В этом месте Алла Ивановна рассмеялась, и Настя рассмеялась следом за ней, очень уж уместно и, главное, похоже прозвучали излюбленные слова Елены Станиславовны Муравьевой.
— Так что вы можете мне сказать о Полосухине?
— А, — сигарета в руке Аллы Ивановны описала замысловатый многоугольник, — тряпка и мямля, вот и все, что можно о нем сказать. Он ко мне тоже не ходил, я о нем знаю только со слов Муравьевой, ну, еще Костик иногда кое-что о нем рассказывал. Баба в штанах, вот и весь ваш Полосухин. Был тихо влюблен в Аиду Борисовну, и у него даже не хватало ума дать понять Муравьевой и той второй, Корягиной, чтобы они на него зубки не точили. Каждую свободную минуту пяльцы хватает, если работы нет, так он может за своим вышиванием сутками сидеть.

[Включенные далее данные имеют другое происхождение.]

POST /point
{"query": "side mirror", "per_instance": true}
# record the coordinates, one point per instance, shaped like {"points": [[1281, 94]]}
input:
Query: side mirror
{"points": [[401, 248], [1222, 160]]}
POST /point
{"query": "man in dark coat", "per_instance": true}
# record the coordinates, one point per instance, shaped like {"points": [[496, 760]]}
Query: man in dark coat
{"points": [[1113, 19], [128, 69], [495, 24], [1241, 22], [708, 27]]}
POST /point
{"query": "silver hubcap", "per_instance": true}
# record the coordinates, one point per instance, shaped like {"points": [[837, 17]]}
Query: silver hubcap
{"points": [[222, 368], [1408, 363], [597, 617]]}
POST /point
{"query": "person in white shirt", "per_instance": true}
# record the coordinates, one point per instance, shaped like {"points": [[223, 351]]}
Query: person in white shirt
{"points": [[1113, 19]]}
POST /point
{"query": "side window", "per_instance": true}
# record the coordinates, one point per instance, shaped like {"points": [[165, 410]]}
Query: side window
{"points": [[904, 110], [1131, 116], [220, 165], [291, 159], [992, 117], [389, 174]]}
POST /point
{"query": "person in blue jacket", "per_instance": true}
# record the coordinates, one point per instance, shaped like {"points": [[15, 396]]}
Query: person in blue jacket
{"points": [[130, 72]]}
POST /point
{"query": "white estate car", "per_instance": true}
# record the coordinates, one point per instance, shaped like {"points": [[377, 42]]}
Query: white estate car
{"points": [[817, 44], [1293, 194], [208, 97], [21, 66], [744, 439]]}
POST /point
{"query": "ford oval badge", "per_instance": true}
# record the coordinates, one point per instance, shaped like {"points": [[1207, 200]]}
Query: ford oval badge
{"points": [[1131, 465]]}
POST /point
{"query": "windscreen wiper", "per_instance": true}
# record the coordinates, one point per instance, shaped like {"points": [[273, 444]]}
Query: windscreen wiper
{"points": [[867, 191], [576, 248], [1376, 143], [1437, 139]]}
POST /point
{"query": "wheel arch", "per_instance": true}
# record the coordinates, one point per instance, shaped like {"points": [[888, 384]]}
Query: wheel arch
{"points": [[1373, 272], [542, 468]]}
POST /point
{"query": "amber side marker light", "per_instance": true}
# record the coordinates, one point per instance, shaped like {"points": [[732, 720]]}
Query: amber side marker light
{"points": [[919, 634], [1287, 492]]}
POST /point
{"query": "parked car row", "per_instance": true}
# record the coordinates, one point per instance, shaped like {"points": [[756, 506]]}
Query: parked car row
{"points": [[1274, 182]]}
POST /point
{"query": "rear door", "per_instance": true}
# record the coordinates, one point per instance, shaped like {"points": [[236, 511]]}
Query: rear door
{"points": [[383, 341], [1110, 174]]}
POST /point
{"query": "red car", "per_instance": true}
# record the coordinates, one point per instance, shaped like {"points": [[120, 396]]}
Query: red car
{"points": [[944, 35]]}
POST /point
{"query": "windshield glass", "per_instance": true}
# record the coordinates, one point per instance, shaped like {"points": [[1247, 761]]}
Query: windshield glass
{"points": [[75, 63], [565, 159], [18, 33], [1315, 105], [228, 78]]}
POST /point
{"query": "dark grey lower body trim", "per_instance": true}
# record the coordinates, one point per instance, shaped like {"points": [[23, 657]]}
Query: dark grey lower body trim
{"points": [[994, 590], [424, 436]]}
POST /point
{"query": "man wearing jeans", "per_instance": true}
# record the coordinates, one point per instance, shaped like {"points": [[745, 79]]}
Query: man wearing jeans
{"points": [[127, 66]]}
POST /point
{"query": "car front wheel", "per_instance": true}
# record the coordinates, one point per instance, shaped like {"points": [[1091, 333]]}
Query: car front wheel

— Вот мне и стало интересно, как такие разные люди образовали тесную компанию. У вас нет никаких соображений?
Ярцева пожала округлыми налитыми плечами.
— Ни малейших. Если только…
— Что? — насторожилась Настя.
— Могу предположить, что все они любили заниматься критиканством. Но, повторяю, лишь предположить, потому что лично я знала только двоих, Муравьеву и Павлову, а все остальное мне известно с их слов. Видите ли, Муравьева критиковала все русское, для нее образцом является Запад и его культура. Корягина — ярая сталинистка и сторонница жесткой руки, ей нынешний либерализм поперек горла стоял. Полосухин считает, что Родина его обидела, потому что не приняла обратно, не дала жилья и работы.
— А Павлова? Она чем была недовольна?
— Она была всем довольна, но считала себя самой умной, а всех остальных — полными дилетантами. Аида Борисовна говорила, что образование обесценилось, что в теперешних вузах учат не так, как раньше, что за деньги можно купить любой диплом, поэтому никаким специалистам теперь доверять нельзя, кругом одни безграмотные мошенники.
Вероятно, Алла Ивановна имела в виду тот разговор на повышенных тонах, свидетелем которого невольно оказалась Тамара. Аида Борисовна сочла, что врач, дипломированный специалист, неправильно назначил ей дозировку препарата. Ну разумеется, Аида Борисовна лучше знала, сколько раз в день ей следует принимать лекарство. Насте очень нужно было расспросить о подробностях того разговора, но возможность никак не представлялась, сама Алла Ивановна эту тему не затрагивала, а ссылаться на Тамару Насте не хотелось. Она даже не могла бы объяснить почему. Не хотелось — и все.
— И вот они как соберутся вместе, так и начинают нынешнюю жизнь хаять, каждый, конечно, про свое пел, но в целом получался, видимо, вполне стройный хор. Во всяком случае, тусовались они постоянно вместе, — продолжала Ярцева.
Настя слушала врача-психотерапевта и думала о том, как сама Ярцева училась в институте. Как при советской власти или так, как не нравилось Аиде Борисовне Павловой? С одной стороны, вроде бы нет оснований сомневаться в ее квалификации. Но, с другой стороны, этот ее внешний вид, никак не располагающий к душевному контакту с пациентом, особенно с пожилым, и эти словечки: «понты», «тусоваться»… Она, конечно, утверждает, что Еремеев психически здоров и наркотиками не балуется, но можно ли полагаться на ее профессиональную оценку? Что-то Настя засомневалась.